È chiaro che l’utilizzo dell’AI, soprattutto in ambito sicurezza, apre a diverse riflessioni e nuove esigenze di governance: dobbiamo interrogarci ad esempio su come acquistare strumenti di intelligenza artificiale, far sì che i dati siano certificati, i modelli si possano comprendere e gli stessi algoritmi che vengono realizzati siano in qualche modo – come diciamo noi – auditabili, quindi comprensibili; ed è chiaro che di conseguenza le sfide cambiano non poco.
Anche rispetto al quantum, “ci siamo quasi”: si parla del 2030 e, pur sapendo come i tempi dipendano anche dagli investimenti e dalle risorse messe in campo, è comunque un ambito che progredisce molto velocemente.
Noi, come Telsy e in generale come TIM, abbiamo fatto la scelta lungimirante di lavorare su questo tema già da qualche anno. In particolare abbiamo acquisito la società QTI, che si occupa specificatamente di quantum key distribution (una delle tecniche di cifratura quantum safe) e stiamo lavorando anche sulla postquantum cryptography.
Quindi siamo molto impegnati a cercare – come suggerivo prima – di anticipare un trend che sta arrivando: credo che, un po’ come qualche anno fa parlavamo di AI, tra qualche tempo parleremo sempre più di quantum computing, quindi dobbiamo tenerci pronti.
Telsy collabora con realtà come il Polo Strategico Nazionale e opera in un ecosistema che vede l’Autorità Nazionale per la Cybersicurezza (ACN), l’AgID e numerosi operatori privati convergere verso obiettivi comuni sempre più definiti, anche a livello normativo.
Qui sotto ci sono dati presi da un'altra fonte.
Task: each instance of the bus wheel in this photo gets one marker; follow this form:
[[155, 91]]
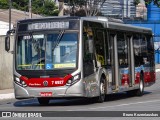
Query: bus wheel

Come vede evolversi nei prossimi anni il modello di cooperazione pubblico-privato nell’ambito della cyber defence italiana, anche alla luce del confronto con altri Paesi europei?
A mio parere, poter parlare di “ecosistema nazionale cyber” è già un grandissimo risultato, perché credo che oggi ci sia – per fortuna – grande consapevolezza sul fatto che solo unendo le capacità, le competenze e il portato dei singoli soggetti che fanno parte di questo ecosistema si possa dare un contributo davvero prezioso a livello di sovranità e sicurezza digitale nazionale.
Chiaramente quando parliamo di ecosistema parliamo di tanti diversi attori coinvolti, quindi la sfida sarà coordinare tutti gli sforzi nella stessa direzione. Io però sono estremamente fiduciosa: mi sembra che il modello stia funzionando e spero che possa essere portato a un livello europeo, così da fare ancor più “massa” e sistema.
Quindi possiamo dire che stiamo lavorando nella giusta direzione? Ci sono Paesi europei che possiamo prendere a modello in questo senso?
Credo che sia l’Italia a rappresentare un modello in questo senso.
In questo momento anche altri Paesi stanno sviluppando una maggiore sensibilità su alcune tematiche, portandole al centro della riflessione istituzionale: ciò ha sicuramente aiutato, perché c’è molta più consapevolezza di quanto la gestione della sicurezza sia un fattore chiave, nonché del fatto che la cybersecurity sia ormai diventata anche una modalità diversa di condurre le guerre.
Questo – unitamente a un contesto geopolitico fortemente fluido – fa sì che la necessità di “attrezzarsi” per la difesa cyber sia più urgente che mai; e credo che aver iniziato davvero a cooperare a livello di ecosistema possa considerarsi un primo passo nella giusta direzione.